Dai, ti faccio l'ultima domanda.
“Vai tranquilla, tanto il Ronco ce ne mette alla batteria!”.
 
Tu di solito che cosa sogni? Cosa hai sognato questa notte? Io di trovarmi in un “pronto soccorso del sonno” (La gente che sogna, ndr) e lì, in quell'albergo, mi lavavo i denti prima di andare a dormire. Ma era tutto molto strano perché non c'era un lavandino, e nemmeno, uno specchio. L'ho sognato davvero. Non è una bugia per chiudere l'intervista.
“Lo specchio, il cambiamento...Il cambiamento è anche una delle cose più difficili nella musica e nelle forme d'espressione in generale, ma è uno degli aspetti basilari a cui bisogna tendere, anche se è difficile, perché non ha senso ripetersi sia per un fattore di motivazione e di interesse sia per una spinta che puoi provare te. I sogni io non me li ricordo tanto, ti dico la verità, è proprio raro”.
 
Nemmeno io, quasi mai.

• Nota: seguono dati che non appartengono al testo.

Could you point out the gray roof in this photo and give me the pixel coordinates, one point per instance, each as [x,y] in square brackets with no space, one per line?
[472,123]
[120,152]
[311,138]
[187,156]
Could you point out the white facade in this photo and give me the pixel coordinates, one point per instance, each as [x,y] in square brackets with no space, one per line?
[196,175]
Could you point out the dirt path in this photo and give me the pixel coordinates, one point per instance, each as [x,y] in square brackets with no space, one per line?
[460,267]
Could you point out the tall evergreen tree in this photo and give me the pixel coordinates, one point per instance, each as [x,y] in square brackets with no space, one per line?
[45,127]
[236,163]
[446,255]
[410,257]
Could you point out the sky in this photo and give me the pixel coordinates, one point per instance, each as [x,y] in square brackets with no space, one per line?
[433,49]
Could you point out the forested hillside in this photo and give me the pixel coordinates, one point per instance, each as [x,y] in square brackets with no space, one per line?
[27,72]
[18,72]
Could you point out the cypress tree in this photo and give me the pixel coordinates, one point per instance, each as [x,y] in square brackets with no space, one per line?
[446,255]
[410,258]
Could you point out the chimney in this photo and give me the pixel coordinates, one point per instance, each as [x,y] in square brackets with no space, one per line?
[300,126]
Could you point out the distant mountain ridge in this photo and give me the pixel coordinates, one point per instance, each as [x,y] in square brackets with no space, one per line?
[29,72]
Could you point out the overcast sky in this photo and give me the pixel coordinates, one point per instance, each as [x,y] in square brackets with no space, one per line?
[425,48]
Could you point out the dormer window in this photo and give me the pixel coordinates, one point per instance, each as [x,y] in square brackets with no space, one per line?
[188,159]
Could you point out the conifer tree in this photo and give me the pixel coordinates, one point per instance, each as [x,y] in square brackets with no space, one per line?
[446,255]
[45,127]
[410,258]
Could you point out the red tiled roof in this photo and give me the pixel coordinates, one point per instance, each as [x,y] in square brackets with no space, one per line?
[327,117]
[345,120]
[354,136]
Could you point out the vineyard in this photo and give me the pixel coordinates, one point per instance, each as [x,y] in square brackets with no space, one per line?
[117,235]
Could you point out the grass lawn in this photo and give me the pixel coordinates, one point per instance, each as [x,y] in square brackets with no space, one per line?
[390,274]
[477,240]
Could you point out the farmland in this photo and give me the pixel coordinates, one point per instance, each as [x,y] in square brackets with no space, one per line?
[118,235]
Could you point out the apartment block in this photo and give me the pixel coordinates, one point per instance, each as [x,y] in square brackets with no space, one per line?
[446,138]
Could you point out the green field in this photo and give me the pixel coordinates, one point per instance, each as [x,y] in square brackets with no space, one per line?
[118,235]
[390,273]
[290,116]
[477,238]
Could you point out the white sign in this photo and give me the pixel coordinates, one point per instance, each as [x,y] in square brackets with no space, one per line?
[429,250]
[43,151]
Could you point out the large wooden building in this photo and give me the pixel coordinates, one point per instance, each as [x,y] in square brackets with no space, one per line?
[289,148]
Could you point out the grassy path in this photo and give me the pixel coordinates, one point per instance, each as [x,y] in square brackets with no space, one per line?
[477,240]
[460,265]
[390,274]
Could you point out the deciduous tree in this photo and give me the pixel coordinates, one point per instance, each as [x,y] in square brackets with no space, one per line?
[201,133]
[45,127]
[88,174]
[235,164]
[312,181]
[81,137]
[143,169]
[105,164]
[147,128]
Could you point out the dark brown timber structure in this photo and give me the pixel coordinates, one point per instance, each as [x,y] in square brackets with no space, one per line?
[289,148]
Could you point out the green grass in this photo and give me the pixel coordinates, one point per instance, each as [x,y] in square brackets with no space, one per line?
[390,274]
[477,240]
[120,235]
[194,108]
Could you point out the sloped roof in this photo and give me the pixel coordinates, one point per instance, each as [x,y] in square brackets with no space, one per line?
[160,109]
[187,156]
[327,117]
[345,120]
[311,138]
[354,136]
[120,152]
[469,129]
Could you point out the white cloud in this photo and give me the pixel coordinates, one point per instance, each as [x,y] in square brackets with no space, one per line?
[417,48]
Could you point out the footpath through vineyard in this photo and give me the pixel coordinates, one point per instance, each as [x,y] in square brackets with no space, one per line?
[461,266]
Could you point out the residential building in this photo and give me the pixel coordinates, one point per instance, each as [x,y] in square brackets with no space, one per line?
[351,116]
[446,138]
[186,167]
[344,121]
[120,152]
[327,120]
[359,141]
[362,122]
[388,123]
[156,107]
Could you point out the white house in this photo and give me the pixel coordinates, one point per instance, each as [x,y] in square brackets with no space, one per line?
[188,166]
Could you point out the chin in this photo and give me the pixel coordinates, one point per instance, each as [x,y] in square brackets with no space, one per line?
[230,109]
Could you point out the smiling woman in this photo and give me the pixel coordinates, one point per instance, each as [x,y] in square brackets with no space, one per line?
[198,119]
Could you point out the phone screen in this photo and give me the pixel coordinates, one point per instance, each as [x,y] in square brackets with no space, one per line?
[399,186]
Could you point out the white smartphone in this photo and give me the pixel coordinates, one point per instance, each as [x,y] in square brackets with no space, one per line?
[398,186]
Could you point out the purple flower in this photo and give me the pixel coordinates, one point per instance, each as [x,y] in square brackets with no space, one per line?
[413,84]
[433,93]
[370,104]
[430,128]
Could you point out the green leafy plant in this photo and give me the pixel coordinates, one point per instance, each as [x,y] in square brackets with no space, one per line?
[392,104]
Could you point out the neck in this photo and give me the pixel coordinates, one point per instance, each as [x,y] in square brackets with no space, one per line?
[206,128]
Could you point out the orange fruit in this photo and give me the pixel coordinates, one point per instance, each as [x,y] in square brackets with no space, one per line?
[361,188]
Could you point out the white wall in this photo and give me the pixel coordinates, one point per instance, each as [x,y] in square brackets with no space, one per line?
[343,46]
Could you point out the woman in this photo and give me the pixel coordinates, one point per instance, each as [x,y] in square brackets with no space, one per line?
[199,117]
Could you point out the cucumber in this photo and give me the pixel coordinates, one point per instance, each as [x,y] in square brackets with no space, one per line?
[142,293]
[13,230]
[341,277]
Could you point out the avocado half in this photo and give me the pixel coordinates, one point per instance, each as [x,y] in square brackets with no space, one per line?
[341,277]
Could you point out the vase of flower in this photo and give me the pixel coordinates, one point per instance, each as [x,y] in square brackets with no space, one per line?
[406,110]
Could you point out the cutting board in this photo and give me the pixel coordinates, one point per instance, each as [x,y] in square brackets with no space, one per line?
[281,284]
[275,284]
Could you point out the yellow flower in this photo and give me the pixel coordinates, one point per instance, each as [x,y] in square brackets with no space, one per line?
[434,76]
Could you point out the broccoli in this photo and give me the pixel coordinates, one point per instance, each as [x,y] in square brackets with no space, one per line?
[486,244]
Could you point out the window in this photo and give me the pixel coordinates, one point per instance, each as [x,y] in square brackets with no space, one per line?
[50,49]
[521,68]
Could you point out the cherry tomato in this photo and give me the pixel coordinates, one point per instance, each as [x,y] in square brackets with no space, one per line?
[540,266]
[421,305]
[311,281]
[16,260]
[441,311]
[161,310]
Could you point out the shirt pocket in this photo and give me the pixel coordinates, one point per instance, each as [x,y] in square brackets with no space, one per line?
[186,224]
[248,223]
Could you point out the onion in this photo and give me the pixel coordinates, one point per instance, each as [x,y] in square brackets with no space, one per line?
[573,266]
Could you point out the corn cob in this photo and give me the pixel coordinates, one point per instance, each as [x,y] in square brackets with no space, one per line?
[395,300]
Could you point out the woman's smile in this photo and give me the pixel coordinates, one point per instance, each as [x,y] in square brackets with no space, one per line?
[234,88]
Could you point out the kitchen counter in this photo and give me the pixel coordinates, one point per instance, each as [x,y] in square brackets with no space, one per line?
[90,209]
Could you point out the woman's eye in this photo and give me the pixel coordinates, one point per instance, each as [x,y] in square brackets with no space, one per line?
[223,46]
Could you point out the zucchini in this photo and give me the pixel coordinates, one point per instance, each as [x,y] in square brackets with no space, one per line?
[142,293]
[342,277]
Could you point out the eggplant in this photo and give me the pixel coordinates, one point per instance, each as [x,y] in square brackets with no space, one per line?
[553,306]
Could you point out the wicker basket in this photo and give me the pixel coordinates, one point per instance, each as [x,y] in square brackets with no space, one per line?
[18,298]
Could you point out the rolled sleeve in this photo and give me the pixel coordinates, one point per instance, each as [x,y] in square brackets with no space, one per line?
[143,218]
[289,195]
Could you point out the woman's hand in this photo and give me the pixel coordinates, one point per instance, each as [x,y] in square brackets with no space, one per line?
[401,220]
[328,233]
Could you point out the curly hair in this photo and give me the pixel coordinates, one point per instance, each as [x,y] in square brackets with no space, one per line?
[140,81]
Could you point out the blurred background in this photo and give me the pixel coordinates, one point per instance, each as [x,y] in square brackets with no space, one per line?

Forse, ieri notte, ero così agitata per oggi che ho sognato i sogni...”.
“Bello 'ho sognato i sogni'...” (sorride, forse perso nei pensieri e nella sua immaginazione, ndr)”.
 
Ci salutiamo. Lucio va a fare il soundcheck, accompagnato dal vento che muove  le nuvole e i capelli liscissimi di chi tra poche ore salirà sul palco trasformandosi in una creatura unica, imprevedibile e fiabesca (ndr).